Summary of Zinc Morning Meeting on May 16
Futures Market: Overnight, LME zinc opened at $2,760/mt. In the early session, a tug-of-war between longs and shorts saw LME zinc oscillate around the daily average line. During European trading hours, bears took the upper hand, pushing the center of LME zinc down to $2,715/mt. Entering the night session, it rebounded near the daily average line, ultimately closing down at $2,726/mt, down $35.5/mt or 1.29%. Trading volume decreased to 12,734 lots, while open interest increased by 1,548 lots to 225,000 lots. Overnight, the most-traded SHFE zinc 2506 contract opened lower with a gap at 22,490 yuan/mt. After dipping to 22,440 yuan/mt in the early session, bears took profits and exited, pushing SHFE zinc higher with the center moving up to 22,575 yuan/mt. It ultimately closed up at 22,595 yuan/mt, up 145 yuan/mt or 0.64%. Trading volume decreased to 57,656 lots, while open interest decreased by 2,645 lots to 96,405 lots.
Macro: US retail sales in April slowed significantly and PPI unexpectedly declined as policies such as tariffs began to curb demand. Trump said the US was close to reaching a nuclear deal with Iran. Putin refused to meet Zelensky, and peace talks in Turkey are unlikely to break the deadlock. Chinese Premier: Place the strategic foothold of development on strengthening the domestic circulation to hedge against uncertainties in the international circulation.
Spot Market:
Shanghai: The futures market maintained highs. Downstream inquiries and bargaining were scarce, and trading activity was sluggish. Traders continued to lower spot premiums to facilitate shipments, but downstream enterprises maintained just-in-time purchases, resulting in overall weak trading activity.
Guangdong: Overall, the center of the futures market moved higher yesterday, coupled with still relatively high premiums and discounts, leading to the emergence of fear of high prices among downstream buyers. In the morning session, traders faced difficulties in selling, prompting them to continuously lower premiums and discounts. In the second session, trading activity slightly picked up. The upward movement of zinc prices, coupled with sluggish spot trading, drove spot premiums and discounts lower.
Tianjin: The futures market continued to rise slightly yesterday. Downstream enterprises were cautious in purchasing due to fear of high prices, conducting only small-scale just-in-time restocking with few inquiries. Traders continued to lower premiums to facilitate shipments, resulting in overall poor market trading activity.
Ningbo: The impact of low-priced imports persisted. Domestic traders significantly lowered their spot premium quotes yesterday. However, some downstream enterprises had previously purchased a large amount of imported zinc ingots, maintaining a certain level of raw material inventory. Overall trading activity remained just-in-time.

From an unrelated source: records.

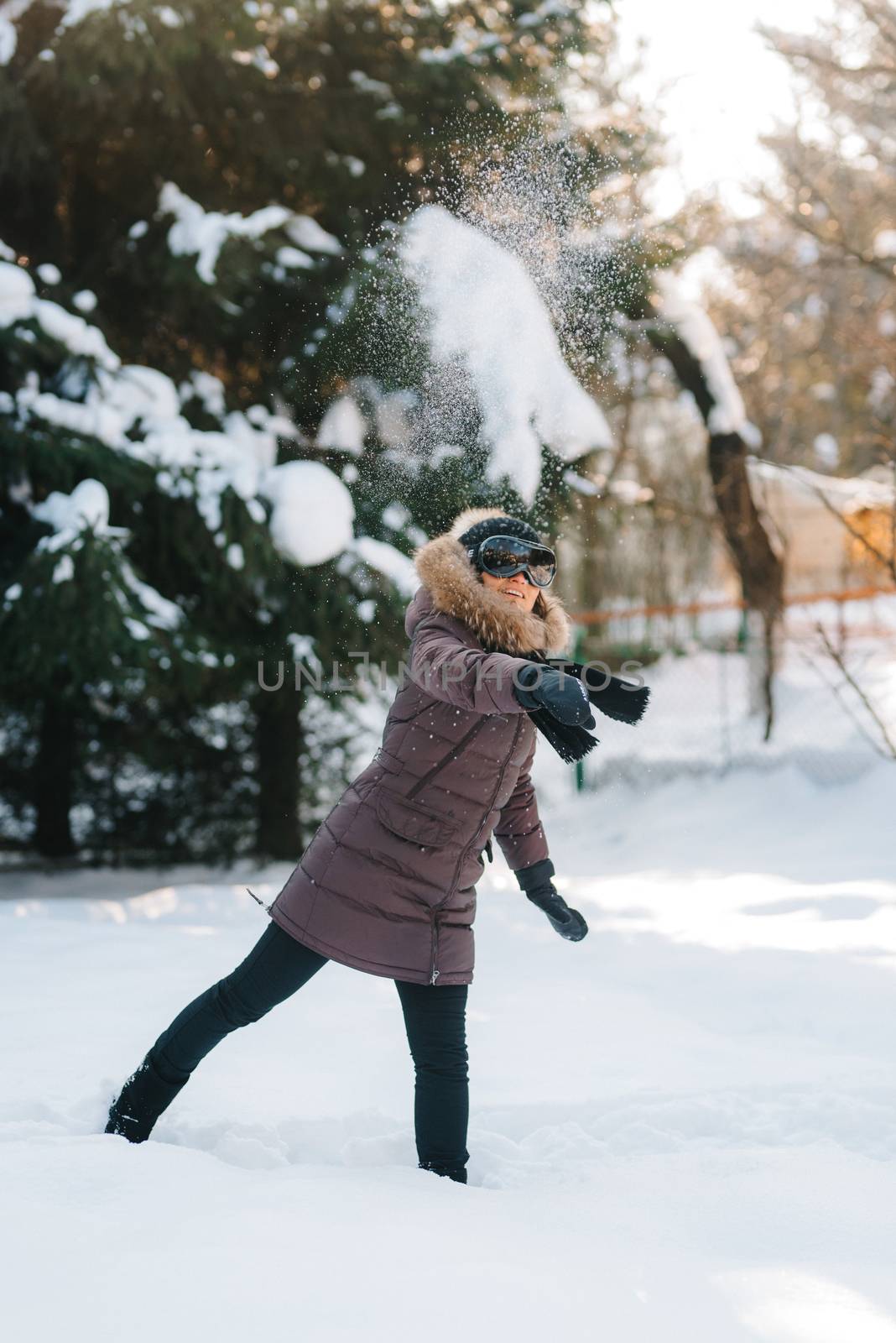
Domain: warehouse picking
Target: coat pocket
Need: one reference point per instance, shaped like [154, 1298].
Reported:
[411, 821]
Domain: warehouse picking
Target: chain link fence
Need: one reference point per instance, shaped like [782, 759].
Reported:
[835, 689]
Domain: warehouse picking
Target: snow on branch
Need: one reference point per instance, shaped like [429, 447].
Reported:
[203, 233]
[695, 329]
[487, 317]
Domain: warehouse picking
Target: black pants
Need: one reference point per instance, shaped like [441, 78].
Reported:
[273, 971]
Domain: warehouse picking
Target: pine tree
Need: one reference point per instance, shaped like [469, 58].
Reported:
[221, 183]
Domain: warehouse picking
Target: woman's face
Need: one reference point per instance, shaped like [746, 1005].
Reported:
[517, 588]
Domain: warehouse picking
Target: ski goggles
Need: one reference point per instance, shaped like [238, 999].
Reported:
[508, 555]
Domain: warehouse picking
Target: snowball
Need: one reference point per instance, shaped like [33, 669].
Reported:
[342, 426]
[886, 243]
[313, 512]
[87, 505]
[487, 317]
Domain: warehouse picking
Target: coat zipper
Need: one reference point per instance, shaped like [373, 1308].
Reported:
[434, 910]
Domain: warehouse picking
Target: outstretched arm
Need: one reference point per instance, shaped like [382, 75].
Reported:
[448, 662]
[519, 829]
[522, 839]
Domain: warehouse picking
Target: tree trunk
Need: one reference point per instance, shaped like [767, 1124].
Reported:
[758, 566]
[278, 743]
[53, 778]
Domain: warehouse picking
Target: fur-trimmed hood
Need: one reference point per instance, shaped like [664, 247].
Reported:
[454, 588]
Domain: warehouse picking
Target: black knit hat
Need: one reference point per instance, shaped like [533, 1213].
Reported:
[479, 532]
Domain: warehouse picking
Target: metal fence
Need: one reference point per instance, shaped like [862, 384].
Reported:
[835, 688]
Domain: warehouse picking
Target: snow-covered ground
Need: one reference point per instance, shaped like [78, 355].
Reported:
[681, 1127]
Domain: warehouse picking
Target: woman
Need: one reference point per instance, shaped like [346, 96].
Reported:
[388, 883]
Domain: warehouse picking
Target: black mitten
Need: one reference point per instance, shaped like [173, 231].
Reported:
[537, 884]
[562, 695]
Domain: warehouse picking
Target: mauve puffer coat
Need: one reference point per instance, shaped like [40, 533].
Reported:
[388, 881]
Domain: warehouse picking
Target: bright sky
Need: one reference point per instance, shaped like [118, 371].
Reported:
[716, 85]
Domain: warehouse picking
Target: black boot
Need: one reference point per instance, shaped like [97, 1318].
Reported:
[456, 1173]
[143, 1099]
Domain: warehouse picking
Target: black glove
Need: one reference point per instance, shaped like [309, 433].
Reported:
[562, 695]
[537, 884]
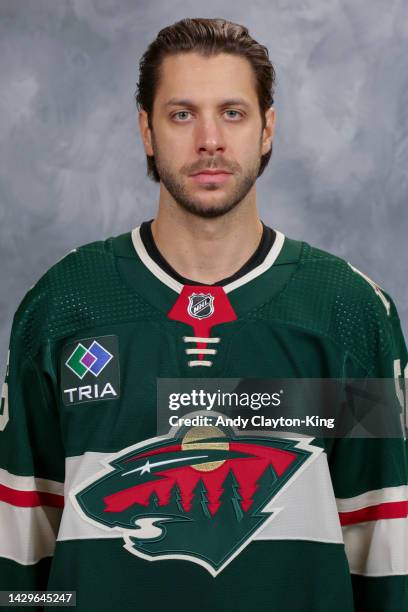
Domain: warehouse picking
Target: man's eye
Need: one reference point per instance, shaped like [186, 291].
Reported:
[181, 115]
[233, 114]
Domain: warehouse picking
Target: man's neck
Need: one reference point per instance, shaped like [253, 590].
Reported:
[207, 249]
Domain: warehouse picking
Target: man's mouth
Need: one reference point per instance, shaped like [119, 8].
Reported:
[213, 175]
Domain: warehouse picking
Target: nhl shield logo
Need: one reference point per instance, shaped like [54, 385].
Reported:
[200, 305]
[199, 493]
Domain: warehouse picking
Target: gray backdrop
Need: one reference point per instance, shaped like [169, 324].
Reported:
[72, 167]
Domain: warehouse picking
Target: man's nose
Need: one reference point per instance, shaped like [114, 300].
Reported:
[209, 136]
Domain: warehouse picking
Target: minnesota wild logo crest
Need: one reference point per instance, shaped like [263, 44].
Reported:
[199, 493]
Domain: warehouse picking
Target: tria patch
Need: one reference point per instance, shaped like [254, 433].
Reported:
[201, 494]
[90, 370]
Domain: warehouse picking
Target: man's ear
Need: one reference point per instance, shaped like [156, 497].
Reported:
[269, 129]
[145, 132]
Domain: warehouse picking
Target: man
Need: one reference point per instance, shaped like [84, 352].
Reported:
[93, 500]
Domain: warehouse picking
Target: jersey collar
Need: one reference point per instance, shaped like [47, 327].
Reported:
[172, 283]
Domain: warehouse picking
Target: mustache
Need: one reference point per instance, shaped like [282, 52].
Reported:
[209, 164]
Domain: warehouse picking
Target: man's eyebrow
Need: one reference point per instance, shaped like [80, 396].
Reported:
[191, 104]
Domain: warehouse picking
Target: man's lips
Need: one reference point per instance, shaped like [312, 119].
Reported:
[215, 175]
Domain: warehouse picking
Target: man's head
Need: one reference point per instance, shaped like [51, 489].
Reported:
[205, 98]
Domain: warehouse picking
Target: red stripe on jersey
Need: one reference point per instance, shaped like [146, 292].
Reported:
[30, 499]
[374, 513]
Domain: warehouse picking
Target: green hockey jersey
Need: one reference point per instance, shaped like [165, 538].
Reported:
[93, 500]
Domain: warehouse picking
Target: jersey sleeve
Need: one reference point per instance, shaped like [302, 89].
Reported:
[370, 481]
[31, 464]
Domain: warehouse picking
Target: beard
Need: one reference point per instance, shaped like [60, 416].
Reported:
[193, 204]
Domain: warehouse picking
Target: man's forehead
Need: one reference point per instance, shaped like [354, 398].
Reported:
[186, 76]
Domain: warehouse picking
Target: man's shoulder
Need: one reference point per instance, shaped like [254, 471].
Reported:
[337, 281]
[72, 292]
[327, 296]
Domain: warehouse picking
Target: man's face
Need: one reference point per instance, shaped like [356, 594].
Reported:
[207, 137]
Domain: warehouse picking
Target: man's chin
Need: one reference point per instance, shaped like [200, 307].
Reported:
[207, 210]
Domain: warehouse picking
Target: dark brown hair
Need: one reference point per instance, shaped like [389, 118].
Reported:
[207, 37]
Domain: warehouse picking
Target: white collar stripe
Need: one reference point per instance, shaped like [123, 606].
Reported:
[168, 280]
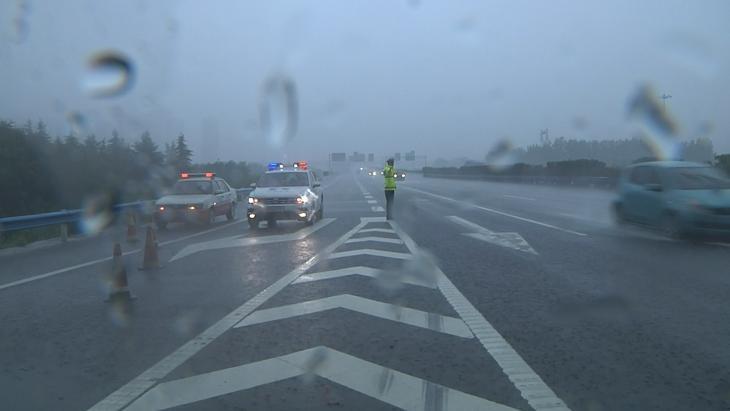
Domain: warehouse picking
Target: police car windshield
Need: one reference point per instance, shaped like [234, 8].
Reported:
[283, 179]
[698, 178]
[193, 187]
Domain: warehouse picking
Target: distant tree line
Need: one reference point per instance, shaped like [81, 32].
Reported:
[40, 173]
[567, 168]
[615, 153]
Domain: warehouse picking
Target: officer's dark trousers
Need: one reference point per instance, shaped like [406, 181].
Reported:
[389, 198]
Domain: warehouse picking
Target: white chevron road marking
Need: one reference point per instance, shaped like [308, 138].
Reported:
[359, 270]
[509, 240]
[368, 251]
[410, 316]
[375, 239]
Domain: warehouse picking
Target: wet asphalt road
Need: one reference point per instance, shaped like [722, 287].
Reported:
[480, 295]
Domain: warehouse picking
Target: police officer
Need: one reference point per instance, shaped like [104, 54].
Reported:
[389, 174]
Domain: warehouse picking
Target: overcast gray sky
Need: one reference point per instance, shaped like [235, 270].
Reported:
[446, 78]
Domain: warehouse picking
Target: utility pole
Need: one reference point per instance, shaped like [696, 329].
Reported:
[664, 98]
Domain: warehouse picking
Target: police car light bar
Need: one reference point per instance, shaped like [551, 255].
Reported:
[276, 166]
[207, 174]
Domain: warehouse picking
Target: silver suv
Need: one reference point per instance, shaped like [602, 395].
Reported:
[285, 194]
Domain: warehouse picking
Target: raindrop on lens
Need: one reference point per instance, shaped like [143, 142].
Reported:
[77, 122]
[278, 110]
[658, 128]
[108, 74]
[501, 156]
[96, 215]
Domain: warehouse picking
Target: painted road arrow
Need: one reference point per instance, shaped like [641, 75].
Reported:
[363, 271]
[385, 384]
[404, 315]
[237, 241]
[509, 240]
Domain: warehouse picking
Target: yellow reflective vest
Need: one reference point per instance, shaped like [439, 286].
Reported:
[389, 174]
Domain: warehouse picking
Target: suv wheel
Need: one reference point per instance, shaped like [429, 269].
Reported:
[618, 213]
[231, 214]
[670, 226]
[210, 217]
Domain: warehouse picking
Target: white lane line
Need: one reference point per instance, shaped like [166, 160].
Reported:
[377, 230]
[387, 385]
[374, 239]
[101, 260]
[368, 251]
[392, 312]
[537, 393]
[491, 210]
[519, 197]
[232, 242]
[133, 389]
[362, 271]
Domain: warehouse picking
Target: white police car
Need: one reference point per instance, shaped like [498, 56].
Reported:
[197, 197]
[286, 193]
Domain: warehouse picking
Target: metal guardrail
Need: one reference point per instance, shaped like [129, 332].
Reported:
[596, 182]
[66, 217]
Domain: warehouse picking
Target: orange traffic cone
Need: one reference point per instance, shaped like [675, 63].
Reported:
[151, 260]
[118, 288]
[131, 228]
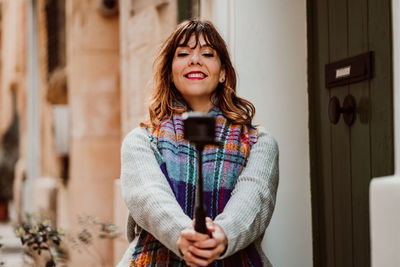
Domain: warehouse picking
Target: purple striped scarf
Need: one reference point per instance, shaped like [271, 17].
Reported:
[221, 168]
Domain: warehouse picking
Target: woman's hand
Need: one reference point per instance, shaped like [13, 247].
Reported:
[200, 249]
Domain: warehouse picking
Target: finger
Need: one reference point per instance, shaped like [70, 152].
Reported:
[202, 253]
[193, 259]
[193, 236]
[206, 244]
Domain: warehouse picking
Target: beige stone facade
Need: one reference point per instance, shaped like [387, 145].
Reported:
[101, 81]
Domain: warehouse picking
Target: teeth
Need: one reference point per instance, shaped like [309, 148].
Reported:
[196, 75]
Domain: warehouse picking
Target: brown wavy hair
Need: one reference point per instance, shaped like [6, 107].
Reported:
[165, 94]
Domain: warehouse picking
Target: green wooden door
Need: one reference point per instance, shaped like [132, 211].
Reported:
[344, 159]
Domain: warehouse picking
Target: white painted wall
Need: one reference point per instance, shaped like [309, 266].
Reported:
[268, 42]
[385, 192]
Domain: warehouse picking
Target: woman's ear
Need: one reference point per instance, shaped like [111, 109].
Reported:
[222, 76]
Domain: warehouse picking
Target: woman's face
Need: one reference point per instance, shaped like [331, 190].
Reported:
[196, 72]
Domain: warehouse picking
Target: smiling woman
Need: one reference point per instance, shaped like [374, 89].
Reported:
[196, 72]
[193, 72]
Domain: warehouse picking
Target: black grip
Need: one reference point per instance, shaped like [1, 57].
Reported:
[200, 224]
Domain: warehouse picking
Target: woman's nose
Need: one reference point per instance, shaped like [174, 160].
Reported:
[195, 59]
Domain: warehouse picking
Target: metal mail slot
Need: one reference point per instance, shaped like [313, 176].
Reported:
[349, 70]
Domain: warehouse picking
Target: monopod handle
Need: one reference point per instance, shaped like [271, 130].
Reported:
[200, 223]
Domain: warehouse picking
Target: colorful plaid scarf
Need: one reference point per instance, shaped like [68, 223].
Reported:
[221, 168]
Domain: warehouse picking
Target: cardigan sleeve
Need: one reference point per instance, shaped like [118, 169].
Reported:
[249, 210]
[146, 191]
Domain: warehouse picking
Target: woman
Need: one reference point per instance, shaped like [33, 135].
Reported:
[194, 73]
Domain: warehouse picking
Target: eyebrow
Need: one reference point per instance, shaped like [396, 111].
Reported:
[201, 46]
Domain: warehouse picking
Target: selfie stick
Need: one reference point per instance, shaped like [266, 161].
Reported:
[199, 129]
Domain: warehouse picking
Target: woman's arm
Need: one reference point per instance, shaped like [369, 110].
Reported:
[147, 193]
[249, 210]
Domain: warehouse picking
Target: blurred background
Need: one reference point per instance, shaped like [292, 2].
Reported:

Social Inventory: On May 15, LME zinc inventory decreased by 1,875 mt to 165,175 mt, a drop of 1.12%. According to SMM communications, as of May 15, the total zinc ingot inventory across seven locations tracked by SMM was 86,300 mt, an increase of 3,000 mt from May 8 and 800 mt from May 12, indicating a rise in domestic inventory.
Zinc Price Outlook: Overnight, LME zinc stopped rising and started to fall, with the 60-day moving average acting as resistance and the 40-day moving average providing support. The growth rate of US retail sales slowed down in April, and the month-on-month PPI rate unexpectedly declined. Weak economic data led to a fading of the earlier optimism due to the easing of trade tariffs, providing an opportunity for bears to enter the market. LME zinc was in the doldrums. Overnight, SHFE zinc recorded a small bullish candlestick, yet the center of the daily candlestick shifted downward, and the KDJ indicator's opening narrowed. Due to the influx of imported zinc ingots, as well as the impact of high zinc prices and the off-season, downstream buyers were cautious about purchasing at elevated levels, leading to an accumulation of social inventory. Meanwhile, as some smelters approached the end of their maintenance periods, the expected increase in supply was on the rise, causing zinc prices to jump initially and then pull back.